Même si comparaison n’est pas raison, et ce d’autant plus qu’à l’échelon communal l’importance des personnalités et de l’ancrage local est démultipliée par rapport à l’étiquette partisane, Pascal Sciarini souligne que «la pandémie modifie l’ordre des préoccupations des Suisses». «Si l’environnement demeure, certes, important, il n’est plus au sommet de la liste. L’incitation à considérer ce thème comme un critère décisif de vote ne sera donc pas aussi forte», appuie-t-il.

Cette évolution des préoccupations ne signifie cependant pas que la vague verte a disparu, indique le politologue: «Elle est toujours présente, mais, lors des élections communales valaisannes, elle ne devrait pas être aussi forte que lors des fédérales de l’an dernier. Ce serait surprenant que, en moyenne cantonale, les écologistes fassent aussi bien qu’en automne dernier. Ils vont certes progresser par rapport aux communales d’il y a quatre ans, mais peut-être pas à la hauteur de leur score de 2019.»

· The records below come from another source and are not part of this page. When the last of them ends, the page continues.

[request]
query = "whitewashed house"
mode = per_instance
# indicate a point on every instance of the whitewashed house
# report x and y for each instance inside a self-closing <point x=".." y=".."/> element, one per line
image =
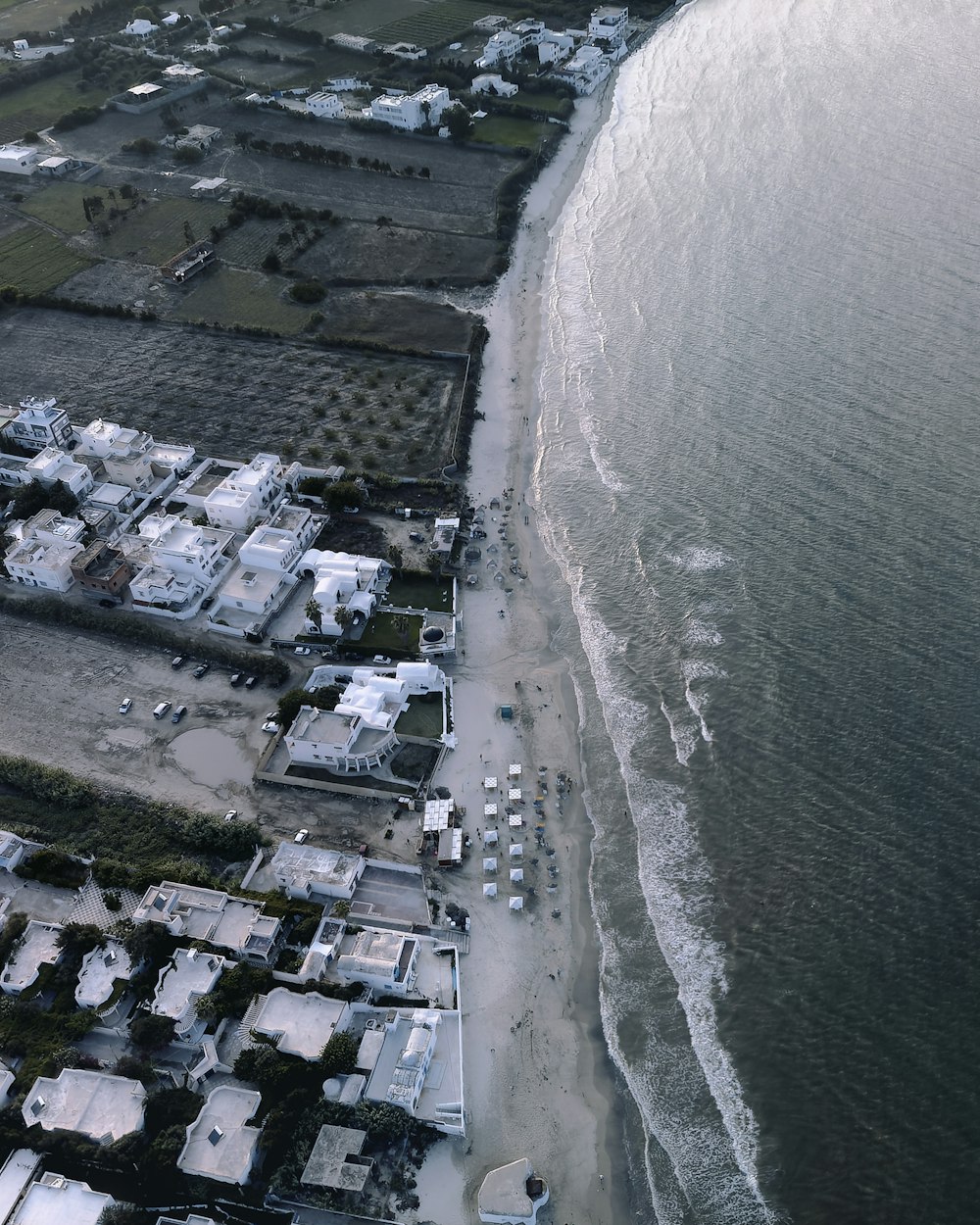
<point x="412" y="111"/>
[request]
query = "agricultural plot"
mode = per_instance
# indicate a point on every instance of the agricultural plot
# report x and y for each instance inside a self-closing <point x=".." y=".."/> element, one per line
<point x="62" y="205"/>
<point x="432" y="25"/>
<point x="37" y="106"/>
<point x="229" y="297"/>
<point x="35" y="261"/>
<point x="157" y="231"/>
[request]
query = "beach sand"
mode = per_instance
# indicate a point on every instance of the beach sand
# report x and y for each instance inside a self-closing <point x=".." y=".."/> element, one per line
<point x="538" y="1078"/>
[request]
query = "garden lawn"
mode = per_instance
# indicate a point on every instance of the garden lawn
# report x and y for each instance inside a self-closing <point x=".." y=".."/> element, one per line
<point x="35" y="261"/>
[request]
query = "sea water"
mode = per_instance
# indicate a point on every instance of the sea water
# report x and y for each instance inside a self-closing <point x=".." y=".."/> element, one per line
<point x="759" y="476"/>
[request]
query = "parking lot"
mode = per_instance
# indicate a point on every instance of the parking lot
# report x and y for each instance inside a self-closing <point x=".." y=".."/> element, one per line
<point x="62" y="696"/>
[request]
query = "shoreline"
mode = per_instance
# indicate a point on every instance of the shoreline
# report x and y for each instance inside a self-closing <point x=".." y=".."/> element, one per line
<point x="540" y="1082"/>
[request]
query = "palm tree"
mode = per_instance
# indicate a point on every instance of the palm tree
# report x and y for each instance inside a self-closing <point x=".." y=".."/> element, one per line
<point x="314" y="612"/>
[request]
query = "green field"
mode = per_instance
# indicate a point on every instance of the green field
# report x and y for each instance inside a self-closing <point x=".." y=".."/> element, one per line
<point x="515" y="132"/>
<point x="229" y="297"/>
<point x="37" y="106"/>
<point x="432" y="25"/>
<point x="62" y="205"/>
<point x="37" y="261"/>
<point x="156" y="231"/>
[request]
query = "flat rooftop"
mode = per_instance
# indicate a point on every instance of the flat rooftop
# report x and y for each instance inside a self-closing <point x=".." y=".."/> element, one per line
<point x="305" y="1022"/>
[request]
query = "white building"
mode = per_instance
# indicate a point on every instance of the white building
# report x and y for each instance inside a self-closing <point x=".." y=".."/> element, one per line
<point x="511" y="1195"/>
<point x="140" y="28"/>
<point x="412" y="111"/>
<point x="126" y="455"/>
<point x="38" y="946"/>
<point x="99" y="973"/>
<point x="181" y="547"/>
<point x="609" y="24"/>
<point x="494" y="83"/>
<point x="385" y="960"/>
<point x="43" y="564"/>
<point x="246" y="495"/>
<point x="52" y="466"/>
<point x="212" y="916"/>
<point x="181" y="983"/>
<point x="398" y="1054"/>
<point x="39" y="424"/>
<point x="315" y="875"/>
<point x="324" y="106"/>
<point x="341" y="578"/>
<point x="358" y="734"/>
<point x="299" y="1023"/>
<point x="103" y="1107"/>
<point x="220" y="1146"/>
<point x="19" y="160"/>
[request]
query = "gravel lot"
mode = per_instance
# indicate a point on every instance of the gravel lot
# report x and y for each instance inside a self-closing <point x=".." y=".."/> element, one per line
<point x="62" y="707"/>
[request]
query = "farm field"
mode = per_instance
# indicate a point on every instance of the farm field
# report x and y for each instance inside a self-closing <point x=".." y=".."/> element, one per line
<point x="216" y="390"/>
<point x="35" y="261"/>
<point x="432" y="24"/>
<point x="62" y="205"/>
<point x="156" y="230"/>
<point x="37" y="106"/>
<point x="230" y="295"/>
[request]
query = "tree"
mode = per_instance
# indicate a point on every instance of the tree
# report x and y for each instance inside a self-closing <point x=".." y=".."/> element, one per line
<point x="151" y="1033"/>
<point x="339" y="1056"/>
<point x="460" y="122"/>
<point x="314" y="612"/>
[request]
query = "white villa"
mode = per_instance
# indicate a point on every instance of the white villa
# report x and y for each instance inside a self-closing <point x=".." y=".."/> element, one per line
<point x="39" y="424"/>
<point x="212" y="916"/>
<point x="299" y="1023"/>
<point x="398" y="1053"/>
<point x="358" y="734"/>
<point x="220" y="1146"/>
<point x="248" y="495"/>
<point x="385" y="960"/>
<point x="324" y="104"/>
<point x="315" y="875"/>
<point x="38" y="946"/>
<point x="126" y="455"/>
<point x="181" y="983"/>
<point x="101" y="970"/>
<point x="341" y="578"/>
<point x="94" y="1103"/>
<point x="412" y="111"/>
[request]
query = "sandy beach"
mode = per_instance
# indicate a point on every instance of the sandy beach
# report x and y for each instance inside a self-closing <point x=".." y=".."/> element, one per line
<point x="539" y="1082"/>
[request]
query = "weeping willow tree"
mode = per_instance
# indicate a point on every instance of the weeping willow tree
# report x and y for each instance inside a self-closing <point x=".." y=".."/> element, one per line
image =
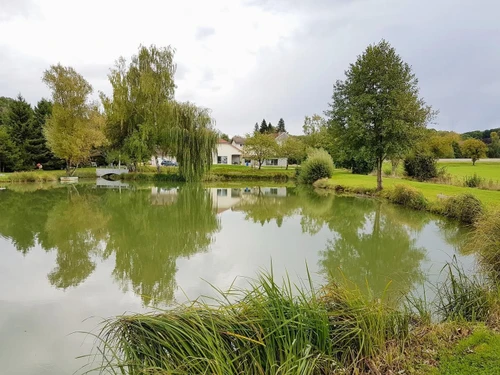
<point x="191" y="138"/>
<point x="145" y="120"/>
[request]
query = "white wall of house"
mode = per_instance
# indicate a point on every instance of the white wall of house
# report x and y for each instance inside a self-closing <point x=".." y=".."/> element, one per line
<point x="238" y="145"/>
<point x="227" y="154"/>
<point x="277" y="162"/>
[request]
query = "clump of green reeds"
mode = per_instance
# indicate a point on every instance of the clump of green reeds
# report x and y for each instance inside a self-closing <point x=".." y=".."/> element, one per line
<point x="485" y="240"/>
<point x="408" y="196"/>
<point x="463" y="297"/>
<point x="271" y="329"/>
<point x="464" y="207"/>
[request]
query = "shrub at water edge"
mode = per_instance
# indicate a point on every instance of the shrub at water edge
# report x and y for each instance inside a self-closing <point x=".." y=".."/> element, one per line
<point x="408" y="196"/>
<point x="485" y="240"/>
<point x="464" y="207"/>
<point x="421" y="166"/>
<point x="473" y="181"/>
<point x="318" y="165"/>
<point x="273" y="329"/>
<point x="462" y="297"/>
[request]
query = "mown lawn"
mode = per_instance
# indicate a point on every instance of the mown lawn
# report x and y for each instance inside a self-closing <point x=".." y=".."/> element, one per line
<point x="430" y="190"/>
<point x="478" y="354"/>
<point x="45" y="176"/>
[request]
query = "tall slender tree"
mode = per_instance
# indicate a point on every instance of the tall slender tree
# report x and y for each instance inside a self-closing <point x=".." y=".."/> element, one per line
<point x="8" y="151"/>
<point x="270" y="128"/>
<point x="281" y="126"/>
<point x="263" y="127"/>
<point x="76" y="126"/>
<point x="36" y="146"/>
<point x="377" y="110"/>
<point x="19" y="121"/>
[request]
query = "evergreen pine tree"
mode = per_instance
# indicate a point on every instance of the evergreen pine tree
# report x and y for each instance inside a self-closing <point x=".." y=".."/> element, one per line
<point x="19" y="121"/>
<point x="270" y="128"/>
<point x="8" y="151"/>
<point x="263" y="127"/>
<point x="281" y="126"/>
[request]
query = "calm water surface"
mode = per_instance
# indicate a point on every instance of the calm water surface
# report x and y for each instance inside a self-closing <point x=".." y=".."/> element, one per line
<point x="69" y="253"/>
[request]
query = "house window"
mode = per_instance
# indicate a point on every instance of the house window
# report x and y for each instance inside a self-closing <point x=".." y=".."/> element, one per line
<point x="222" y="192"/>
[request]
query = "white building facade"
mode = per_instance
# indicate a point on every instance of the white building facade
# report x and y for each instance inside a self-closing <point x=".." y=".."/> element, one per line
<point x="227" y="154"/>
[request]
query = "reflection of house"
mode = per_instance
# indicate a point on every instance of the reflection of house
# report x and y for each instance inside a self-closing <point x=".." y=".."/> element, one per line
<point x="163" y="196"/>
<point x="225" y="198"/>
<point x="228" y="198"/>
<point x="227" y="153"/>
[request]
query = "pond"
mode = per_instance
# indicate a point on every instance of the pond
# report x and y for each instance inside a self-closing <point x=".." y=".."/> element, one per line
<point x="70" y="253"/>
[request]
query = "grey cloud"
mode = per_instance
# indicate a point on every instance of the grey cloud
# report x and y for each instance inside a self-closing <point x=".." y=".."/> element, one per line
<point x="204" y="32"/>
<point x="22" y="74"/>
<point x="452" y="50"/>
<point x="14" y="8"/>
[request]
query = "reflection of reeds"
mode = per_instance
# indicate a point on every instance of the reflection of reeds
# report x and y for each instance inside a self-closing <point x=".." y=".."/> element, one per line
<point x="463" y="297"/>
<point x="272" y="329"/>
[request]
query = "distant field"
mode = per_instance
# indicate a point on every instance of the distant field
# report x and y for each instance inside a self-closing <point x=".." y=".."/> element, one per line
<point x="430" y="190"/>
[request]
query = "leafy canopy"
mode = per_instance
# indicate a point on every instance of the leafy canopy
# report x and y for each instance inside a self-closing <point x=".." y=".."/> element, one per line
<point x="76" y="126"/>
<point x="474" y="149"/>
<point x="260" y="147"/>
<point x="144" y="119"/>
<point x="376" y="111"/>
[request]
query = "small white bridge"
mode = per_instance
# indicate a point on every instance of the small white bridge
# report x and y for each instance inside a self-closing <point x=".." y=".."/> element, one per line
<point x="101" y="172"/>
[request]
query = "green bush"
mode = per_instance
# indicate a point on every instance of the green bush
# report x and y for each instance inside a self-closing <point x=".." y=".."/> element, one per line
<point x="408" y="196"/>
<point x="421" y="166"/>
<point x="462" y="297"/>
<point x="318" y="165"/>
<point x="485" y="240"/>
<point x="464" y="207"/>
<point x="473" y="181"/>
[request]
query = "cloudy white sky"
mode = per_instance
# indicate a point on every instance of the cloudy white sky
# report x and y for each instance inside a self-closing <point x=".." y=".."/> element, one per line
<point x="254" y="59"/>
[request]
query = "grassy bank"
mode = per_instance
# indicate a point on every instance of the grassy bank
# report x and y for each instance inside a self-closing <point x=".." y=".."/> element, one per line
<point x="281" y="329"/>
<point x="45" y="176"/>
<point x="431" y="191"/>
<point x="217" y="173"/>
<point x="483" y="168"/>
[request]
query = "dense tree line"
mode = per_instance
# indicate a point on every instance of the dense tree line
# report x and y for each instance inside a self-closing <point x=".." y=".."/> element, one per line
<point x="268" y="128"/>
<point x="23" y="144"/>
<point x="138" y="120"/>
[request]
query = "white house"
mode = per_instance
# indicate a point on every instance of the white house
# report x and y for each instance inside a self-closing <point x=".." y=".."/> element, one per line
<point x="227" y="153"/>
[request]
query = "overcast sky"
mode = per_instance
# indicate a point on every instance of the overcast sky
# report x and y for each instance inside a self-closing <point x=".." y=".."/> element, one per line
<point x="254" y="59"/>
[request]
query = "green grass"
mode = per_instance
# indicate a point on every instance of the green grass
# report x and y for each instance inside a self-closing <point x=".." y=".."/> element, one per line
<point x="431" y="191"/>
<point x="45" y="176"/>
<point x="216" y="173"/>
<point x="272" y="328"/>
<point x="478" y="354"/>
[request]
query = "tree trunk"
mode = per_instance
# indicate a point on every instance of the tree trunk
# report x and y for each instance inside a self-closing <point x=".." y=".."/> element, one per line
<point x="395" y="164"/>
<point x="379" y="174"/>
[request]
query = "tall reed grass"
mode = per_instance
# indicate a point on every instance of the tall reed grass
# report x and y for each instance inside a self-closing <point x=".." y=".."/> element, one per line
<point x="277" y="329"/>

Pour atteindre son objectif, le parti lance dans la course un nombre record de 39 candidats, dans 24 communes. Si Sion a été quelque part le «laboratoire» des idées vertes en Valais, les autres communes pourraient jouer un rôle de «consolidation». «La commune est le niveau parfait pour mettre en place le programme que nous défendons. Lorsqu’on peut ancrer une politique à cet échelon, cela assure une base électorale, qui nous permettrait d’asseoir un peu plus notre force politique», précise Jean-Pascal Fournier. Les Verts réussiront-ils leur pari? Réponse ce dimanche.